My answer is a solid, “it depends”. In my exact current state of affairs with respect to everything else, but money, I would probably only teach 2 classes a semester and that would be enough career and non-family focused stimulation/structure to keep me engaged. However, if I imagine my life pre-kids, or after kids are school age, I could see myself doing it for the fun of it. Some students ask for input on some pretty serious life decisions and I feel like I am making a real impact. This is better than my past career in selling consumer packaged goods (barf!).

However, when taking a good, hard, honest look it is really difficult to separate the fact it makes money from the job itself. So take that answer with a grain of salt.

"If it's the second, how much better do you feel your "now" situation is, vs say two years ago. If it's hard quantify, maybe rank both from 0-10."

Since it is more likely the second, I’d say job-wise I am an 8-9 happiness rank and before I was a 5-7 rank depending on the day. Life-wise ex. jobbing, 2 years ago I didn’t have a kid and I was dealing with 2 high maintenance rental properties, soooo the scales have changed entirely I guess.
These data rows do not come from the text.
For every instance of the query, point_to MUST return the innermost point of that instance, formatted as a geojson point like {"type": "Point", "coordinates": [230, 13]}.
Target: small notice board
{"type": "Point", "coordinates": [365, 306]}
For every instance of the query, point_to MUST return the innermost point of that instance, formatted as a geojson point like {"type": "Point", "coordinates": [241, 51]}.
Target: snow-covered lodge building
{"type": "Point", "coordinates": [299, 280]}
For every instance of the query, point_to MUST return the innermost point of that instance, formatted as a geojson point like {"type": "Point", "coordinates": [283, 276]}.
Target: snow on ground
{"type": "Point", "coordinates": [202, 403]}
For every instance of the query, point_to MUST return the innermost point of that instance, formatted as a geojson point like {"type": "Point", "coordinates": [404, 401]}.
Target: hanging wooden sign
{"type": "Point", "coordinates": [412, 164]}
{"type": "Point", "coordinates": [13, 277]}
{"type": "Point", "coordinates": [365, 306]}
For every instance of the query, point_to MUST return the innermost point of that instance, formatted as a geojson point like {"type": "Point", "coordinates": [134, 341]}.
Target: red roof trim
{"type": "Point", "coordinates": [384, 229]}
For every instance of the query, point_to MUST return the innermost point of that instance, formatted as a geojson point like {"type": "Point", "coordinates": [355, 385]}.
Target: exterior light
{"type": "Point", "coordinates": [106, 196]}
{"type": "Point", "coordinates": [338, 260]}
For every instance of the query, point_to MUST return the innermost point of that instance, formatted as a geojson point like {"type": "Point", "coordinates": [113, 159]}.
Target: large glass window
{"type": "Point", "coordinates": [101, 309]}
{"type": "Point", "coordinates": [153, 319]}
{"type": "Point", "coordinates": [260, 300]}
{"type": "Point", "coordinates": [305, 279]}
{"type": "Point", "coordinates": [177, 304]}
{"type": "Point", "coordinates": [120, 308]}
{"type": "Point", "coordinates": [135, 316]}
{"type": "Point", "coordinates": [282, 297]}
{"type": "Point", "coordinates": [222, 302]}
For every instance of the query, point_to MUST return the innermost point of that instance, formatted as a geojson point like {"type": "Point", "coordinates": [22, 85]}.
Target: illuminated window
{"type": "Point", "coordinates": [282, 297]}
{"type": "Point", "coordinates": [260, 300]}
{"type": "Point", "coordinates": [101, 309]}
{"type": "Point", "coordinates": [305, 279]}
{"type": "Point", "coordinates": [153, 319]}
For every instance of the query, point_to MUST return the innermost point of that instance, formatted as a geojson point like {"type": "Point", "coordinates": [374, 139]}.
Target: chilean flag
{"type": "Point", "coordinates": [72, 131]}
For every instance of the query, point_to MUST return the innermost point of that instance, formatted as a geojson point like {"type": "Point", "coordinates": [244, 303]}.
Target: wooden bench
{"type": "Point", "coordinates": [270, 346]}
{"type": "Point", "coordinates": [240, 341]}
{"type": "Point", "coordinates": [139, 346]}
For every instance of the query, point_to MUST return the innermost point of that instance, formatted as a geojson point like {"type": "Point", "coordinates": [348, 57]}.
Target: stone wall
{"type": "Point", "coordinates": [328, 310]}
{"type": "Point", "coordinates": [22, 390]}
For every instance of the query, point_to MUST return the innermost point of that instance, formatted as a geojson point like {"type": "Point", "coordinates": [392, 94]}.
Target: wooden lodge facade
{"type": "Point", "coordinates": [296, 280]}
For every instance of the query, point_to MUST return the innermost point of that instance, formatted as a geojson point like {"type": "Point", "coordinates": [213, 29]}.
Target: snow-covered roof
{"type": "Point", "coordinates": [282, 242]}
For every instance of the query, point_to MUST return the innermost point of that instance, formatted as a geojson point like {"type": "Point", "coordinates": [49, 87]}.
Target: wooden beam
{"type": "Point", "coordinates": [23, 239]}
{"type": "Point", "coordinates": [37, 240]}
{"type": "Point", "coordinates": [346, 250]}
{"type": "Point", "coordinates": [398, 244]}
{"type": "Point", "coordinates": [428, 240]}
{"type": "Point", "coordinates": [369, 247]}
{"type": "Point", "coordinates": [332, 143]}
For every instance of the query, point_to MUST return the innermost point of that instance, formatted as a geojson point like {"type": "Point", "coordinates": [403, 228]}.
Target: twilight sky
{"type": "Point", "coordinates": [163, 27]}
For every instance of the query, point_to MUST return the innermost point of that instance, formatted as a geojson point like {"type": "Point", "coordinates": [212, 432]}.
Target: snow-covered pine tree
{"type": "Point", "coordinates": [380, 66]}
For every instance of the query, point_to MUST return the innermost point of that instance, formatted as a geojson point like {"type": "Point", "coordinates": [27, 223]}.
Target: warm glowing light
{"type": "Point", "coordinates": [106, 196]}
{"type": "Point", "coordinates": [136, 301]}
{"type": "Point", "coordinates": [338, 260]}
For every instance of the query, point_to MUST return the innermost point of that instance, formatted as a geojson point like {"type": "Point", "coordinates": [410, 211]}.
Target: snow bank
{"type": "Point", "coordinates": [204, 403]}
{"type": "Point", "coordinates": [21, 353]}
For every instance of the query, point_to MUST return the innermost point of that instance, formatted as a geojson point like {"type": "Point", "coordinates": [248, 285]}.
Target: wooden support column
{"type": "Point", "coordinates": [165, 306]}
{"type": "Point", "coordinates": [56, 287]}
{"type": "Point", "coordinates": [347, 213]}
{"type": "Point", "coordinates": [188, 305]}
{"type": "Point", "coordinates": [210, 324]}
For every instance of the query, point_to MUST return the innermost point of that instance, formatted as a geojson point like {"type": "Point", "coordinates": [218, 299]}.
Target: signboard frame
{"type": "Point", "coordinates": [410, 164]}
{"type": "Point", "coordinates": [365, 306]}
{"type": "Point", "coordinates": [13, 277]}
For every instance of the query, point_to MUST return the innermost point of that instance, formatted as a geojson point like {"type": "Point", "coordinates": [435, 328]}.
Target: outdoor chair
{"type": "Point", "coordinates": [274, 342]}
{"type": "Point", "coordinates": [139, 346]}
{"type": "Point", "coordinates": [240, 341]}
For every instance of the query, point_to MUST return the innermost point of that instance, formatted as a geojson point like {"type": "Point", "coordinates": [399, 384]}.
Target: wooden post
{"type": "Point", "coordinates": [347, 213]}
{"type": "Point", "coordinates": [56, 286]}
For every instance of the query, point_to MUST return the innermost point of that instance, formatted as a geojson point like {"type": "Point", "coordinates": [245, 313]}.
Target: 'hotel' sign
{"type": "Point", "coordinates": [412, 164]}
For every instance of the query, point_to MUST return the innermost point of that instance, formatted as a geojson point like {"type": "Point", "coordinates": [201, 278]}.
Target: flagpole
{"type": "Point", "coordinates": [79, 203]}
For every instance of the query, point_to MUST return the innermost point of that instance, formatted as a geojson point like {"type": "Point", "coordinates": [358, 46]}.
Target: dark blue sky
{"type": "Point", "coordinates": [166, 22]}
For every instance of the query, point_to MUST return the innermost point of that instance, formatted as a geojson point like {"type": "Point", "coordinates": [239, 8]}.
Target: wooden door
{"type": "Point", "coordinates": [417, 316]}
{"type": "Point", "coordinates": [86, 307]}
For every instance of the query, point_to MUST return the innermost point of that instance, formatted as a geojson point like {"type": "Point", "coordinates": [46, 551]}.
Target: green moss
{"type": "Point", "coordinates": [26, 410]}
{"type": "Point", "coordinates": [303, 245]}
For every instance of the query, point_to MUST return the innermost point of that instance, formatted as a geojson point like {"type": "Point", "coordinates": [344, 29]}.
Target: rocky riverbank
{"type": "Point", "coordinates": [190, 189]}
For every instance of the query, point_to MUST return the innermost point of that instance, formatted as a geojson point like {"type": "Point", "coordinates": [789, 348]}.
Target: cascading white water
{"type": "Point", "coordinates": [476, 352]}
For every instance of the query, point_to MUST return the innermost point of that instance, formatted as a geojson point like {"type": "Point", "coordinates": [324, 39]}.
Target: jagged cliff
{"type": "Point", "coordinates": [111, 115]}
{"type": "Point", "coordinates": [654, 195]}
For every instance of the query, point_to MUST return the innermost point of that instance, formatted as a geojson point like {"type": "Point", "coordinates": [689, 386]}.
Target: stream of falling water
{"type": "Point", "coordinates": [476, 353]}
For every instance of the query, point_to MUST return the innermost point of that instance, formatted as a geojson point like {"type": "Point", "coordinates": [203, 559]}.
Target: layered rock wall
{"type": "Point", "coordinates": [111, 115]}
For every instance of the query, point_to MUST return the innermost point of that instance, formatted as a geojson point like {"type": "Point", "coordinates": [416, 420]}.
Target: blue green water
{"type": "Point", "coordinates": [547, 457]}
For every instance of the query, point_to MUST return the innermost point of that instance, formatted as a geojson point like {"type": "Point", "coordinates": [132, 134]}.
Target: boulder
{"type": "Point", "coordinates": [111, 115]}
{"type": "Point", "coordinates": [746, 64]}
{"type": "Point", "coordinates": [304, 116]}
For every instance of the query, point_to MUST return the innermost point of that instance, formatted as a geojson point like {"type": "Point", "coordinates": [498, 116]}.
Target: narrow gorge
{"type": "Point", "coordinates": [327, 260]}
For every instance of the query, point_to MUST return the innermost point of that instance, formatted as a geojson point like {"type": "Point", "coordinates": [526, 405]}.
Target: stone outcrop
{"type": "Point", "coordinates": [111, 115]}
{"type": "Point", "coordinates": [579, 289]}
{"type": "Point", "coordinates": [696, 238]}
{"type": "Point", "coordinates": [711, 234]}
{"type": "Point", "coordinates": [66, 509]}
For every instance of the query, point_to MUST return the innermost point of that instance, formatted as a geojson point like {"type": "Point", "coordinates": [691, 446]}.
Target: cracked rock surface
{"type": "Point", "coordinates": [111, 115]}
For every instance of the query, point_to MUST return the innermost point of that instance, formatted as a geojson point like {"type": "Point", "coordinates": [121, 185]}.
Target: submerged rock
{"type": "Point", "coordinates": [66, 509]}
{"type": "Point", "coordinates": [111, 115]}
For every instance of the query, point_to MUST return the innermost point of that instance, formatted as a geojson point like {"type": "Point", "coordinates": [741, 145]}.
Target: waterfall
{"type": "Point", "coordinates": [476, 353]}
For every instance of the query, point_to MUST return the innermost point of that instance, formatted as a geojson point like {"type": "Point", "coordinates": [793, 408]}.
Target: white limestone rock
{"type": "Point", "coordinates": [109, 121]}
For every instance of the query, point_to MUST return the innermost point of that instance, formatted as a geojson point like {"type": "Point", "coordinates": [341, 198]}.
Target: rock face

I am less stressed now than I have been (minus the interview process I just went through), so that’s a win.

"Since I'll make the assumption life now is better, how much of that is due to the change in attitude/habits from not working FT over the past 14 months? and how much is the situational improvement?"

Hard question (actually they are all hard questions).

I’d say taking the 9 months off of parental leave changed everything attitudes/habits. It broke me out of the traditional (heavily MMM influenced) FIRE mental model, it made me realize I don’t want to have zero structure in my days, and therefore rebooted my perspectives on the value of structured work as well as the impact of a bit of $ inflow changing the whole SWR conversation.

Situationally, we’ve added a kid (net positive so far), we sold our houses, I’ve left a job that stressed me out (due to boredom), we moved from a basement apartment to a townhouse with a backyard that is beside a grocery store, library, splashpad and about 5 parks (this change was the cause of increased expenses) and DW has started a small business as well.

Re-reading that second paragraph indicates a significant amount of lifestyle meandering in the last couple years, but I’d still say that the first mental-focused paragraph was the cause of most of those changes. That is, I would have been stressed out making most of those decisions if I hadn’t changed my mental framework up. So probably 70% mental, 30% situational to toss a number on it.

Re: SustainableHappiness Journal

Posted: Wed Dec 05, 2018 9:07 am
by SustainableHappiness
Oh it also comes with 14 weeks of vacation, 2 months every summer 3 weeks at Christmas and 1 week a semester...It's rare to find a job that has 14 weeks of vacation. That's practically semi-retirement, no?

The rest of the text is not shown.